Y es que Cortazar, es Cortazar. Un escritor devorado por sus personajes, convertido en uno de ellos. Cortazar el enamorado de París, el torpe romántico que es tan Horacio como la Maga, entre el puente y la enterna enseñación. O Cortazar, escritor inspirado, creando y desdibujando los límites de lo literarario para aspirar a algo más, para ensamblar la realidad en fragmentos únicos, siempre completamente nuevos. El Cortazar sin edad, el Cortazar recién nacido, el Cortazar de los dedos abiertos para asumir su simplicidad. El clásico, el escritor. El de la fotografía a medias tintas. El símbolo, el trovador, el Cortazar que se construye a piezas. En todos ellos, el mismo fervor. Mirar el punto como es para luego crearlo otra vez ¿No ese el sentido de todo? Podría preguntarse Cortazar mientras Rayuela avanza, definitiva y concreta, mientras se hace cada vez más dulce, más hermosa, más dolorosa, más incomprensible. El contra escritor de la contranovela.

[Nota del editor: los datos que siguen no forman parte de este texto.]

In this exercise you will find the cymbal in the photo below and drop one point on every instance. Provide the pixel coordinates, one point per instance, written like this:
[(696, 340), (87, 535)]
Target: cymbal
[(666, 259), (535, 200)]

Y vuela Cortazar, ilimitado, irredimible. Cortazar que es un nombre sin nombre, una página sin página. Cortazar que forma parte de no sólo la adolescencia eterna, sino de la niñez perpetua y de la adultez que se mira con benevolencia. Cortazar niño, Cortazar hombre. Siempre entre palabras. Y la Rayuela abierta sobre el suelo, en una París de ensueño, en la mente del lector, en la imaginación de quien admira, en todas las pequeñas cosas que Rayuela es y no es. Así de pequeño y así de simple.
La niña que fui cierra el libro. El corazón le late tan rápido que le lleva esfuerzos respirar. Sonríe, como lo hará al abrirlo de nuevo, como sonreirá siempre al saberse marcada por el nombre de la belleza, con el nombre de los jardines en Flor y de las pequeñas epopeyas. Cronopio, desde la palabra y bautizada por Cortazar. La voz que se eleva, libre e infinita, como un pájaro en el viento.
Rayuela, quizás para siempre.
Gracias, Cronopio nuestro, por el amor y la locura. Por cientos de veces Rayuela y la que vendrán.